SQL Clone
SQLServerCentral is supported by Redgate
 
Log in  ::  Register  ::  Not logged in
 
 
 


I have a question about oracle


I have a question about oracle

Author
Message
fastformation01
fastformation01
Forum Newbie
Forum Newbie (7 reputation)Forum Newbie (7 reputation)Forum Newbie (7 reputation)Forum Newbie (7 reputation)Forum Newbie (7 reputation)Forum Newbie (7 reputation)Forum Newbie (7 reputation)Forum Newbie (7 reputation)

Group: General Forum Members
Points: 7 Visits: 4
Which one is faster delete/truncate?
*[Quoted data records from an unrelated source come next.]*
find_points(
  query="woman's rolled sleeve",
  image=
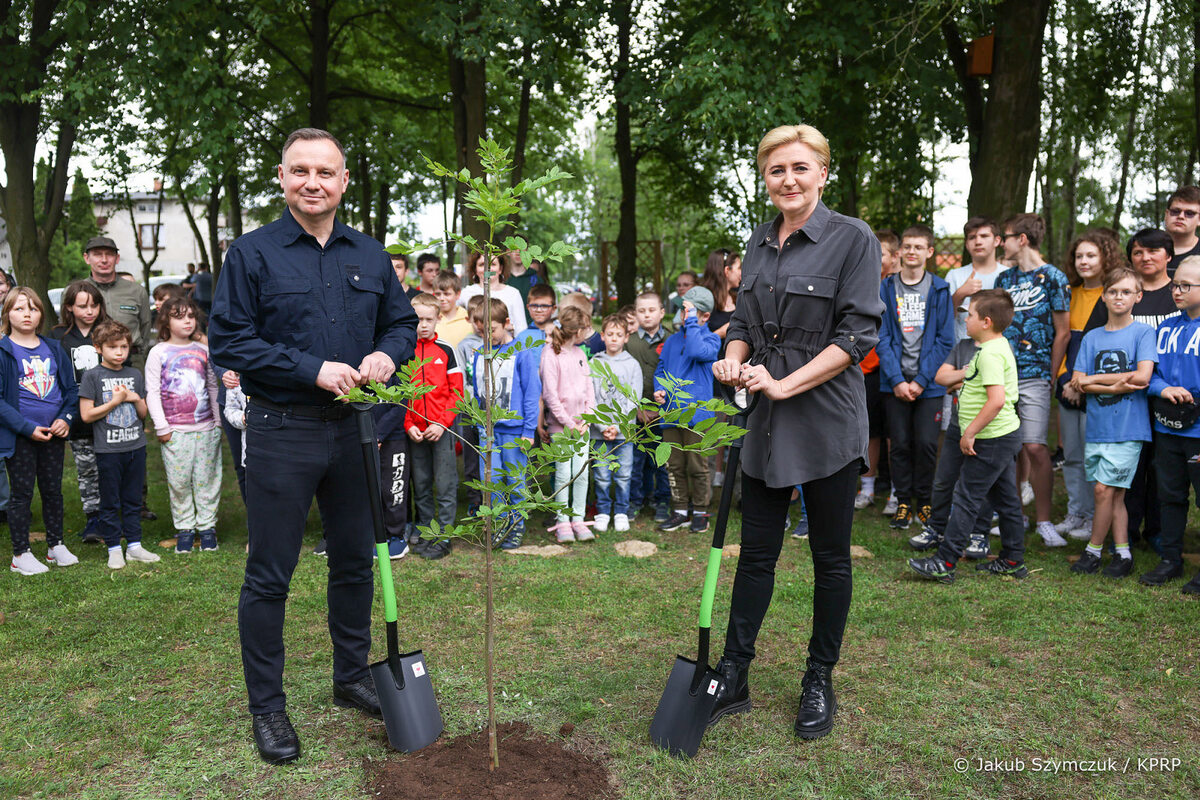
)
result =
(858, 307)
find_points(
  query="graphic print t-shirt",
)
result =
(1117, 417)
(911, 301)
(1036, 295)
(40, 395)
(120, 429)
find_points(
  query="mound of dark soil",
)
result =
(532, 768)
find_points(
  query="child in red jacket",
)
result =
(431, 447)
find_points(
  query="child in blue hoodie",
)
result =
(915, 338)
(510, 383)
(39, 401)
(689, 355)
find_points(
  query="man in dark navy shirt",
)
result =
(306, 308)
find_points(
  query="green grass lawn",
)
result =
(129, 684)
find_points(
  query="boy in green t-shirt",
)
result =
(990, 443)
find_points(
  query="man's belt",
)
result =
(328, 413)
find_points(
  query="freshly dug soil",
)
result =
(531, 769)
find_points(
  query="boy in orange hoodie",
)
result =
(429, 419)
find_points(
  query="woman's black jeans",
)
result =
(829, 503)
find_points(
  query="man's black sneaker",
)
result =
(1003, 566)
(927, 539)
(1119, 567)
(436, 551)
(817, 702)
(733, 695)
(276, 739)
(1087, 564)
(675, 522)
(934, 569)
(1162, 573)
(358, 695)
(1192, 587)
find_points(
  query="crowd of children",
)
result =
(959, 402)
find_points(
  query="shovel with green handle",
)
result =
(402, 681)
(688, 701)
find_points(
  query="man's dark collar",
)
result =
(814, 227)
(293, 230)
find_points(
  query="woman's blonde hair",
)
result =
(570, 322)
(805, 134)
(11, 300)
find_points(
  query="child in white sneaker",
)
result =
(39, 401)
(615, 334)
(112, 398)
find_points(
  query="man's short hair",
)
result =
(425, 299)
(888, 239)
(1151, 239)
(1031, 224)
(617, 319)
(499, 311)
(995, 305)
(543, 292)
(311, 134)
(1116, 276)
(649, 295)
(111, 331)
(1186, 194)
(918, 232)
(976, 223)
(448, 281)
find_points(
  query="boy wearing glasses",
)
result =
(1176, 388)
(1114, 366)
(1181, 221)
(989, 444)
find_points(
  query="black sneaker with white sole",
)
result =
(675, 522)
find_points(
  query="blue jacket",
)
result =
(689, 355)
(519, 388)
(935, 344)
(11, 421)
(1177, 342)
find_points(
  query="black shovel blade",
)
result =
(682, 716)
(411, 714)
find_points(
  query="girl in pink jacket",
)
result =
(568, 394)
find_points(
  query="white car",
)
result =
(155, 282)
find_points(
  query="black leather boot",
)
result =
(817, 702)
(733, 696)
(358, 695)
(276, 739)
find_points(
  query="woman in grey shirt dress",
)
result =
(808, 312)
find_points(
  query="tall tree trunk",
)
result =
(382, 211)
(318, 71)
(627, 162)
(1134, 107)
(468, 98)
(214, 214)
(1008, 139)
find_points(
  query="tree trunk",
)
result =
(214, 212)
(318, 71)
(382, 212)
(1134, 107)
(468, 98)
(627, 162)
(1011, 125)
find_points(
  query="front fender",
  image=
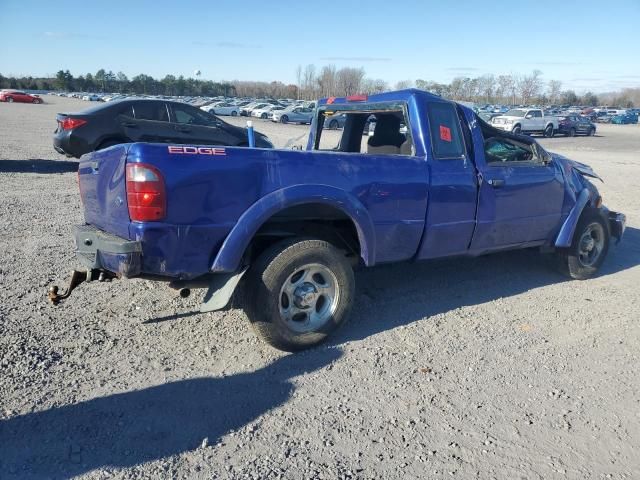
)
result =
(565, 236)
(230, 254)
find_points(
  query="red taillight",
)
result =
(71, 123)
(145, 193)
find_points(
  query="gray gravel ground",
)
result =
(494, 367)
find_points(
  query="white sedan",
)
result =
(223, 109)
(266, 112)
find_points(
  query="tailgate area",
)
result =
(101, 177)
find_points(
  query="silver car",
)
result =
(296, 114)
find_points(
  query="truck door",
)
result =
(520, 197)
(453, 188)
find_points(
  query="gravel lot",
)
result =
(493, 367)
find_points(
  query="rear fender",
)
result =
(230, 254)
(565, 236)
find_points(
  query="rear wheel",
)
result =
(299, 292)
(589, 247)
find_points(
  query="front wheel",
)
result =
(299, 291)
(589, 247)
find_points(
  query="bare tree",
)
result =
(327, 80)
(529, 86)
(486, 85)
(349, 80)
(299, 79)
(373, 85)
(404, 84)
(309, 82)
(555, 87)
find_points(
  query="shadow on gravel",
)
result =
(396, 295)
(38, 166)
(175, 316)
(131, 428)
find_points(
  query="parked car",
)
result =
(488, 116)
(293, 115)
(137, 120)
(18, 96)
(291, 225)
(266, 112)
(572, 125)
(526, 120)
(222, 108)
(335, 121)
(623, 119)
(247, 109)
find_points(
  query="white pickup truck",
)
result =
(526, 120)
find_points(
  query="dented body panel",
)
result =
(403, 207)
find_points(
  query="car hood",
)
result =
(509, 117)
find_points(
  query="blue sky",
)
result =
(587, 45)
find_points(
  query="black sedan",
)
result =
(156, 121)
(572, 125)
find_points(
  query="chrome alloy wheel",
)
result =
(591, 244)
(309, 298)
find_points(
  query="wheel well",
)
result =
(316, 220)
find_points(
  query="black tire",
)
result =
(110, 143)
(266, 298)
(572, 260)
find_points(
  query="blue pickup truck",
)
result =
(286, 227)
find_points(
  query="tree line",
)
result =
(327, 81)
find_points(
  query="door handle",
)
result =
(496, 182)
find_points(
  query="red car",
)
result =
(18, 96)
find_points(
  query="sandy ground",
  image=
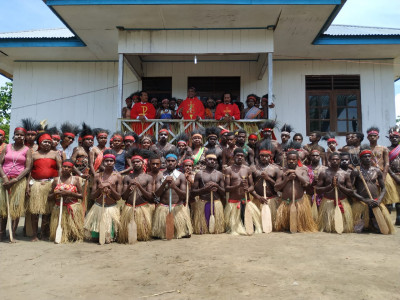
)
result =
(273, 266)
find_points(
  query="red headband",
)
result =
(265, 152)
(253, 136)
(373, 132)
(69, 134)
(109, 156)
(223, 131)
(129, 138)
(137, 157)
(365, 152)
(20, 128)
(69, 164)
(44, 136)
(188, 160)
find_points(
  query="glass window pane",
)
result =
(341, 113)
(325, 126)
(342, 126)
(352, 113)
(313, 113)
(314, 126)
(353, 125)
(324, 113)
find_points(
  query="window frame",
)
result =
(333, 118)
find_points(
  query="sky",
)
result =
(19, 15)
Why?
-------------------------------------------------------------------
Sydney Web Design Companies
Cheap Web Design Sydney
PaulB-TheOneAndOnly
PaulB-TheOneAndOnly
SSCertifiable
SSCertifiable (5.5K reputation)SSCertifiable (5.5K reputation)SSCertifiable (5.5K reputation)SSCertifiable (5.5K reputation)SSCertifiable (5.5K reputation)SSCertifiable (5.5K reputation)SSCertifiable (5.5K reputation)SSCertifiable (5.5K reputation)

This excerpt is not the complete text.